《MUMEI》
暴かれた本音
(このこえは…)


代表して訴える男の声を、俺はよく覚えていた。


男の隣には、息子と娘がいた。


「叔父上… 迫真の演技ですね」

「何だと!?」


旦那様が指を鳴らした。


『清也はとうとう危ないらしいぞ。お前が也祐をたぶらかしてくれれば、これからは私の天下だ』


「なっ…!?」


スピーカーから流れてきたのは、間違いなく熱弁をふるっていた男の声だった。

『わかってるわ、お父様。あの人、もう私に夢中だもの。
バカな人。
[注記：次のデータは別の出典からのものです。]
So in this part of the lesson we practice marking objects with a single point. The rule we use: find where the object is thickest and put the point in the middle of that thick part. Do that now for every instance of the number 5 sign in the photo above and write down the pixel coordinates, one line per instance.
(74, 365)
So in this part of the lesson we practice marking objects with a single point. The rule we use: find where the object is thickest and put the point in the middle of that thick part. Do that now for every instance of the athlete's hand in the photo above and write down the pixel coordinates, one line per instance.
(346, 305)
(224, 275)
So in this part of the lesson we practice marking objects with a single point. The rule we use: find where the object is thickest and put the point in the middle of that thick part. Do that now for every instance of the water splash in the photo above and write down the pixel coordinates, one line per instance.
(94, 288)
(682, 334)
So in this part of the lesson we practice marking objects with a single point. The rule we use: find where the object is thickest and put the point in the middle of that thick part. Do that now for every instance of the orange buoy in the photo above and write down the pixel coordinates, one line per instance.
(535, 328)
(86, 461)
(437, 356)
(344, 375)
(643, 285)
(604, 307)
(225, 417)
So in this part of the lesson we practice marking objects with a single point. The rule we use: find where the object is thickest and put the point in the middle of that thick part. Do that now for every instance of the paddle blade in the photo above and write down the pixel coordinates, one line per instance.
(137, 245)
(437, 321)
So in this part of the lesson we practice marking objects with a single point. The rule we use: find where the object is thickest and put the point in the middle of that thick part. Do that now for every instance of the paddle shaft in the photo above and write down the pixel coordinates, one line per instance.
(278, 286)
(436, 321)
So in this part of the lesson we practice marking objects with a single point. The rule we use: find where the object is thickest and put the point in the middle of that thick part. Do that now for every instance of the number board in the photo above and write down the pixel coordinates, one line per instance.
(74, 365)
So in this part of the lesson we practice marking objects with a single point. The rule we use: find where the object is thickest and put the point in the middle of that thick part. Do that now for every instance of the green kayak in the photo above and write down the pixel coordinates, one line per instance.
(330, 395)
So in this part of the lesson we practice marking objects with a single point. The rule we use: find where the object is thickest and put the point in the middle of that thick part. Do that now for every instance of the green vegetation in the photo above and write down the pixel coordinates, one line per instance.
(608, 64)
私は他に彼氏がいるのに』

『だから、也祐を騙すなんて簡単だって言っただろ』

会場の注目を一気に浴びて、男の子供達は震えていた。


(やっぱり)


三人は、二年前に旦那様の悪口を言っていた親子だった。


「…他の方々のものもありますよ。皆様、演技がお上手ですね。

後ろめたい事がある方々は、退場をおすすめしますよ。

あぁ、安心して下さい

ちゃんと、普通の生活が送れるようにはしますから。
…大切な身内ですから、ね?」


旦那様の言葉に、大半の親族は逃げるように会場を後にした。


残っていたのは、俺も含めて僅か数名しかいなかった。


そして、パーティーは幕を閉じた。